Dr. Bottum is right: Spillane’s works are truly creepy in this way. However, in assessing the works of writers like Spillane, it is urgently important to recognize that these tales are romances, not realistic novels; they take reality and exaggerate bits of it up to a level of symbolic importance. In addition, we have to remember that an author is not his characters, and that a little distance between story and reality must be acknowledged. That is to say, we knew perfectly well that in Spillane’s personal life he was nothing like Mike Hammer, and that therefore he was not advocating Hammer’s way of life as a practical matter or some political program.
Spillane’s stories work on a symbolic level, as do all romances. What Spillane was clearly trying to achieve in his tales was twofold: a whacking great story (mission accomplished) and a means of pointing out that there are truly dangerous enemies out there (which was an open question in the ’50s and ’60s though it hardly should have been) and that only a concerted, aggressive effort to stamp them out could hope to succeed (mission likewise accomplished in the Spillane stories).

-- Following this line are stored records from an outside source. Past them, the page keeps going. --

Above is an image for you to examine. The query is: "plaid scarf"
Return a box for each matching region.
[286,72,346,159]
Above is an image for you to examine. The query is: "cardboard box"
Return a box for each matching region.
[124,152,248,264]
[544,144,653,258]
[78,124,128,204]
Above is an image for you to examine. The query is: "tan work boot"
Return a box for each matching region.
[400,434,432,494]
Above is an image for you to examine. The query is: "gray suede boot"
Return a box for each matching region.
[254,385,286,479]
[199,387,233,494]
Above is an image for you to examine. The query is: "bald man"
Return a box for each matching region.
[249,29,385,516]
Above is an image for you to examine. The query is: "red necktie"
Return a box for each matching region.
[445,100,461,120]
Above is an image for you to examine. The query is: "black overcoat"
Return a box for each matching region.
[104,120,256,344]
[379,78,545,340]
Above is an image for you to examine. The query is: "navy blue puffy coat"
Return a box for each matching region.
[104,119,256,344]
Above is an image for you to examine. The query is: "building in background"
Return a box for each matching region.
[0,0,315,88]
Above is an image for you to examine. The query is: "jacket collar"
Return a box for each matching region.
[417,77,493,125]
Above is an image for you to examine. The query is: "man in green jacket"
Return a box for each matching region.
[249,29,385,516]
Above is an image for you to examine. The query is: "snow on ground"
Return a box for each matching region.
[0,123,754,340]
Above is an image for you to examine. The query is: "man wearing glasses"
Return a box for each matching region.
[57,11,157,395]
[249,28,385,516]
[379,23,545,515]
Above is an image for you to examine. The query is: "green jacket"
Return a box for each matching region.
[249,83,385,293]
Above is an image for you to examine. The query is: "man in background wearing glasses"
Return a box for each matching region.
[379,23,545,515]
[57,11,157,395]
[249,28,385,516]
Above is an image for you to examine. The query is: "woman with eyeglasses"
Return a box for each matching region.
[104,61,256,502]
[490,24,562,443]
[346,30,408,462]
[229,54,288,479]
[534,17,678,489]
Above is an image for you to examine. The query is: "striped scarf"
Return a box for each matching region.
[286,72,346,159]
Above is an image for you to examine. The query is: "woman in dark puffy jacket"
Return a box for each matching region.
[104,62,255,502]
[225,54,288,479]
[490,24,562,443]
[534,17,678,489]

No one reading a Spillane novel could conceivably believe that he was advocating that female Communists be raped or male gangsters and commies be cut to pieces. But what was unmistakeable was that these people were implacably antagonistic to the reader’s way of life. Spillane can be faulted for a pornographic expression of sex and violence in his works, but they are, after all, well within the realm of current-day standards. What appalls in Spillane’s works is not so much the events themselves as it is Mike Hammer’s cold-hearted attitude toward his enemies. Dr. Bottum quotes the famous ending of I, the Jury:
His 1949 I, the Jury sold five million copies in its first paperback edition—and ended with detective Mike Hammer shooting the love of his life because she had killed his partner. “‘How c-could you?’ she gasped. I only had a moment before talking to a corpse, but I got it in. ‘It was easy,’ I said.”
Good question, provocative answer, as Dr. Bottum’s troubling to quote it illustrates. It certainly must make any reasonably sensible person stop and think a bit. As this quote suggests, when seen on the symbolic level Spillane’s romances are both enjoyable and morrally interesting. One can quarrel with his means, but Spillane certainly succeeded in his goal of suggesting that the threats to the traditional American way of life in the 1950s were real and required a serious response.
Was that something important that needed to be said? Probably. Was Spillane any more subtle than a flying ax? Probably not. But do his works still have power and interest beyond the sex and violence? Certainly.
Mickey Spillane didn’t care what critics thought, and he was right not to care. He was a storyteller, and a fine one indeed.